Originally published in the Dandenong Journal from 10 March to 22nd September, 1932.
This copy is taken from the original published then, not the book version now used by others.

A Sportsman's Paradise

As a sportsman’s resort Dandenong was even then one of the favored spots of city folk. Any species of native game, such as kangaroo, wallaby, pheasants (lyre birds), emu, native companion, etc., could be shot a few minutes’ walk in any direction; whilst the overflow from the creek provided a rare place for wild duck, swan, etc., which, upon occasion, swam serenely close to the door of Dunbar’s Hotel (now the Royal), the creek waters in time of flood backing up past the corner where now stands the Town Hall.

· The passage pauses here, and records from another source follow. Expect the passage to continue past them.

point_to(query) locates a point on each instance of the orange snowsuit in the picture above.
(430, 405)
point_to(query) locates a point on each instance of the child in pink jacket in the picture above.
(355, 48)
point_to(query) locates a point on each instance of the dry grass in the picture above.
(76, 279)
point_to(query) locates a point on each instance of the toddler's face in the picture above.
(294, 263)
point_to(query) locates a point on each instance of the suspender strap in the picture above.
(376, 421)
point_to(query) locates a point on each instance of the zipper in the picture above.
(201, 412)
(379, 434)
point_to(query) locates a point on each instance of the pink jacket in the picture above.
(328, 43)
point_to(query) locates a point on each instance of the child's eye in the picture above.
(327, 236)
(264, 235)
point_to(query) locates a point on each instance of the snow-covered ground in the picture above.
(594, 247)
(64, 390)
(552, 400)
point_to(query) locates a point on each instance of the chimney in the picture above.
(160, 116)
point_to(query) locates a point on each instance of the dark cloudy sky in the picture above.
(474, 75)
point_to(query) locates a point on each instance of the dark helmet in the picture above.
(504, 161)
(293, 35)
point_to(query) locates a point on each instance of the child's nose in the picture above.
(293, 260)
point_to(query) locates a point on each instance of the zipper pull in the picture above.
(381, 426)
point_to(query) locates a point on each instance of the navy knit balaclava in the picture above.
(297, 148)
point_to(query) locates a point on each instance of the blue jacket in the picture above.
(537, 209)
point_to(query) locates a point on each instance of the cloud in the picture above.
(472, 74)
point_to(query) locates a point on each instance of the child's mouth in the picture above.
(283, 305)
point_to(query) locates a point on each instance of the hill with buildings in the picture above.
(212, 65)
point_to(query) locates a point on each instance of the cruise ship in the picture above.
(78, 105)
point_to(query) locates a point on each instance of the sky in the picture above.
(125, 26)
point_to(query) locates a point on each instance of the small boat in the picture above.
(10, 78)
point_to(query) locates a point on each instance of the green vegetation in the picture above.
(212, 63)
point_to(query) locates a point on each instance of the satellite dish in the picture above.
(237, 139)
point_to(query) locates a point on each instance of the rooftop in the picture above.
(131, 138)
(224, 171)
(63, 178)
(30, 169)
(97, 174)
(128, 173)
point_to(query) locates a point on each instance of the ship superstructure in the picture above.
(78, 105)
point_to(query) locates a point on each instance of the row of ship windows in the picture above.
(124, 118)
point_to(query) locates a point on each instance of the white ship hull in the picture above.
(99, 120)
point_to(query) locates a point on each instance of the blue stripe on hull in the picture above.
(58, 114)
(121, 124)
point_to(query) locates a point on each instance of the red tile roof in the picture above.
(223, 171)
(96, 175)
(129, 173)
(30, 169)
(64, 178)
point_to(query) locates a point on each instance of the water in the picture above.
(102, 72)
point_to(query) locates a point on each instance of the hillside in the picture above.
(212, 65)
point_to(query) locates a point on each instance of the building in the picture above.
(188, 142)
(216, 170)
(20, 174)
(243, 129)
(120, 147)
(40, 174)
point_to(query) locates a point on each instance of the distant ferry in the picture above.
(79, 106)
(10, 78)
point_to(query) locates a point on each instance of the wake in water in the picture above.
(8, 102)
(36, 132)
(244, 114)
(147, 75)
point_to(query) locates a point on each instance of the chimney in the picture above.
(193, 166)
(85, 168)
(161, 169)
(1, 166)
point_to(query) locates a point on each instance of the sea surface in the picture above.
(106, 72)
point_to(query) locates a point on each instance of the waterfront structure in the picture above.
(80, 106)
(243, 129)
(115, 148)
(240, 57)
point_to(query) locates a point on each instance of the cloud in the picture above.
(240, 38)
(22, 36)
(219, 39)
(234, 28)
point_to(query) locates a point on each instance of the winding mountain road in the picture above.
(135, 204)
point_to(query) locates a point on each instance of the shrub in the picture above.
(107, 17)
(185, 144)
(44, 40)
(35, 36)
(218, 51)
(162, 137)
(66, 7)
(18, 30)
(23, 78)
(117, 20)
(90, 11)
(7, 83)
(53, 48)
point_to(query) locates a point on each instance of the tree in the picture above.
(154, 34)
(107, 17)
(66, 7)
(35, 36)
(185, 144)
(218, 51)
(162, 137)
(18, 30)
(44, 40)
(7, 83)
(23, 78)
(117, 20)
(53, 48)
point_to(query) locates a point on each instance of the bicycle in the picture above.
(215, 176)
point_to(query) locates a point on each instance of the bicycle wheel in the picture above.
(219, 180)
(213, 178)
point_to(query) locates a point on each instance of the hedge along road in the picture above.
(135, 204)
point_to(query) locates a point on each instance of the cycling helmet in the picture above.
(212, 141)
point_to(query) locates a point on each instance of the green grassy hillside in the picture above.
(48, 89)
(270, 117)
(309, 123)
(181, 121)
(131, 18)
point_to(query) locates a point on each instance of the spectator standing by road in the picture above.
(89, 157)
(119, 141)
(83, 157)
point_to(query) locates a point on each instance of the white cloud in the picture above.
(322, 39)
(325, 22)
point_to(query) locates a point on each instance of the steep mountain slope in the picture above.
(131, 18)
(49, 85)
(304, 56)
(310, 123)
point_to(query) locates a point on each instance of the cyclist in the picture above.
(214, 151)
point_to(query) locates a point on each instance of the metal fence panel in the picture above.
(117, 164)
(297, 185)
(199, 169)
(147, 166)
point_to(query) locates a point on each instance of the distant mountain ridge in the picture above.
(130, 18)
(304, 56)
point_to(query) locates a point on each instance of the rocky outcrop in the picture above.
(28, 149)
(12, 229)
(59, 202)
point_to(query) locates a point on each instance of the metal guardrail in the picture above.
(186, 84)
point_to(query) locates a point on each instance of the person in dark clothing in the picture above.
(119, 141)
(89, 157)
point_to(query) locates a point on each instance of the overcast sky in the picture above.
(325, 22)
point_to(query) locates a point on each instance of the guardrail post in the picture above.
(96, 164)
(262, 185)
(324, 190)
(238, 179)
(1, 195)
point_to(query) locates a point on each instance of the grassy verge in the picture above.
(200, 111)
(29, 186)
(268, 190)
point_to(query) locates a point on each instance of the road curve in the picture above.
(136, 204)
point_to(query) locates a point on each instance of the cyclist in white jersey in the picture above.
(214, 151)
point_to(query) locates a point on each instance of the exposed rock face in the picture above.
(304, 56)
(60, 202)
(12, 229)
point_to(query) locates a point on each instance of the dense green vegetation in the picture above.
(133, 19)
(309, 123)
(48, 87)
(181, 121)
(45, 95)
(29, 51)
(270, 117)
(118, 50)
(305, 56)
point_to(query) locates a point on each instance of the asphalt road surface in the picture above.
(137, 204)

The contour of the creek overflow can readily be imagined, and, roughly speaking, there was a sheet of water at flood time from, say, the harrow factory at the end of Pickett street, around the railway station, and Bridge Hotel, up to the Town Hall, following the hill in Langhorne and Pultney streets, around the foot of the Presbyterian Church property, and so on to the creek near the site of the Old sawmill, or, in these days, the cricket ground in the Park.

From these boundaries there was a sheet of water in some places over a mile wide and many miles in length, and more than once I have seen a lake from the foot of the watch house to the Diamond Hill. The foregoing is a rough outline of the spread of the creek in flood in the early days.

Normally the creek kept within its banks for a distance of about two miles below Dandenong, where it merged into the Carrum swamp, a vast sheet of water in which grew luxuriantly titree and all the other individual rubbishy scrub which went to make up the herbage of a swamp. The Carrum was a great place for eels, and one of its thoroughfares (the Eelrace road) is a memory of the wrigglers which were sought regularly and industriously by fishmongers from Melbourne.